Alba has fared better than global competitors, with production in the first half of 2012 rising 1.7 per cent and exceeding its own forecast. Rio Tinto Group, the world’s second- largest producer, said last month it reduced output by 15 per cent at a New Zealand plant and Norway’s Norsk Hydro ASA said in June that it would shut 120,000 tonnes of capacity in Australia.

Building Capacity

Unresolved political tension in the nation of 1.2 million has affected borrowing costs. The yield on Bahrain’s dollar- denominated debt due 2022 was 6.05 per cent today, according to data compiled by Bloomberg. The yield on Russia’s similarly rated 4.5 per cent bonds also maturing in 2022 was 3.15 per cent and that on the 5.591 per cent 2021 bonds of Dubai, which avoided default in 2009, was 4.86 per cent.

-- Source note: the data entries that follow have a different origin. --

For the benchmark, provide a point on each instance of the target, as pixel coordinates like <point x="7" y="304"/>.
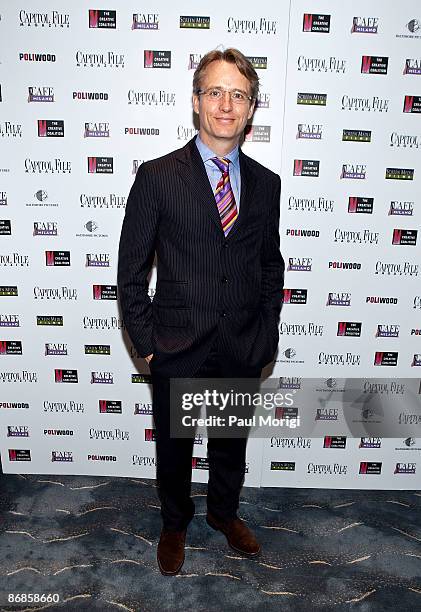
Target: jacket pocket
<point x="171" y="316"/>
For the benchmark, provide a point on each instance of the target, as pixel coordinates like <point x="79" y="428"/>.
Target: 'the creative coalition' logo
<point x="295" y="296"/>
<point x="316" y="23"/>
<point x="57" y="258"/>
<point x="100" y="165"/>
<point x="145" y="21"/>
<point x="412" y="104"/>
<point x="306" y="167"/>
<point x="371" y="64"/>
<point x="156" y="59"/>
<point x="365" y="25"/>
<point x="189" y="22"/>
<point x="102" y="19"/>
<point x="40" y="94"/>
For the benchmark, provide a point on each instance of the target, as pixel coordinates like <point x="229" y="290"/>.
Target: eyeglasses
<point x="217" y="93"/>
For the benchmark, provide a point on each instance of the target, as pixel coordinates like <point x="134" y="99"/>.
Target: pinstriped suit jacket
<point x="207" y="284"/>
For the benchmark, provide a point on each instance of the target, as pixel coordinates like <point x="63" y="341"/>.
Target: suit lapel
<point x="248" y="184"/>
<point x="192" y="171"/>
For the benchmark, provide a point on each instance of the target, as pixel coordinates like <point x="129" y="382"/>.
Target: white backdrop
<point x="85" y="97"/>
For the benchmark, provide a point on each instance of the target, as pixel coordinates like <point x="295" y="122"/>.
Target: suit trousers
<point x="226" y="456"/>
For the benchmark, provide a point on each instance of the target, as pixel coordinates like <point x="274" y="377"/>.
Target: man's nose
<point x="226" y="101"/>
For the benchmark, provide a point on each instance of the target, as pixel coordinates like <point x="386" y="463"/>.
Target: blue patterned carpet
<point x="93" y="541"/>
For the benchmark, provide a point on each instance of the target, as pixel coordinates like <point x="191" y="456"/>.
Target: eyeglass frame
<point x="200" y="92"/>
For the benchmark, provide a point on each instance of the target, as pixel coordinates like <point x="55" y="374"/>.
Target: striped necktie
<point x="224" y="196"/>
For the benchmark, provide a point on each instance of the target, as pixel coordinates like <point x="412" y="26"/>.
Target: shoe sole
<point x="243" y="552"/>
<point x="166" y="573"/>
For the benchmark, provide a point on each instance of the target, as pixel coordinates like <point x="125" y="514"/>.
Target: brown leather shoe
<point x="170" y="553"/>
<point x="238" y="535"/>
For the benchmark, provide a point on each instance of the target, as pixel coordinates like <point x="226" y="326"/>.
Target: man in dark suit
<point x="211" y="216"/>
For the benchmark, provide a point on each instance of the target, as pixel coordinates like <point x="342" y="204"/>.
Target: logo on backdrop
<point x="360" y="205"/>
<point x="316" y="23"/>
<point x="320" y="64"/>
<point x="55" y="166"/>
<point x="40" y="94"/>
<point x="374" y="104"/>
<point x="365" y="25"/>
<point x="100" y="165"/>
<point x="96" y="130"/>
<point x="371" y="64"/>
<point x="50" y="128"/>
<point x="306" y="167"/>
<point x="106" y="59"/>
<point x="145" y="21"/>
<point x="251" y="26"/>
<point x="295" y="296"/>
<point x="53" y="19"/>
<point x="412" y="104"/>
<point x="412" y="66"/>
<point x="57" y="258"/>
<point x="406" y="237"/>
<point x="314" y="99"/>
<point x="156" y="59"/>
<point x="199" y="23"/>
<point x="151" y="98"/>
<point x="102" y="19"/>
<point x="258" y="62"/>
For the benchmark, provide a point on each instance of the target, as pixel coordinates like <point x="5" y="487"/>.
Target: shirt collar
<point x="206" y="153"/>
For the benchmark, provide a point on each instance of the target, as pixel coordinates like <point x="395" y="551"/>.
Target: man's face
<point x="222" y="121"/>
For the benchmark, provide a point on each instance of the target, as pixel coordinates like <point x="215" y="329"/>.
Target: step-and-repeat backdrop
<point x="88" y="94"/>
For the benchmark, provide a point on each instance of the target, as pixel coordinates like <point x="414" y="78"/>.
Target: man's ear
<point x="195" y="101"/>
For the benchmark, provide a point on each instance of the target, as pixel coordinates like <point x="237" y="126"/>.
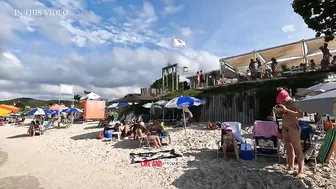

Tensions have simmered since the government cracked down on mass protests last year with the help of troops from allies including Saudi Arabia. The mostly Shiite demonstrators are demanding more civil rights from the Sunni Muslim rulers.

Bahrain Mumtalakat Holding Co. BSC, which owns the government’s stake in Alba, last week set up a 3 billion-ringgit ($968 million) Islamic bond program. The yield on Mumtalakat’s 5 per cent notes maturing June 2015 dropped 140 basis points this year to 4.34 per cent today, data compiled by Bloomberg show.

“There is clearly the view that Bahraini risk is not that different from the rest of the region because there is a regional commitment to support the regime,” said National Commercial’s Kotilaine. “The sovereign issue showed demand is there, although it shows that demand is conditional on the extra premium being there.”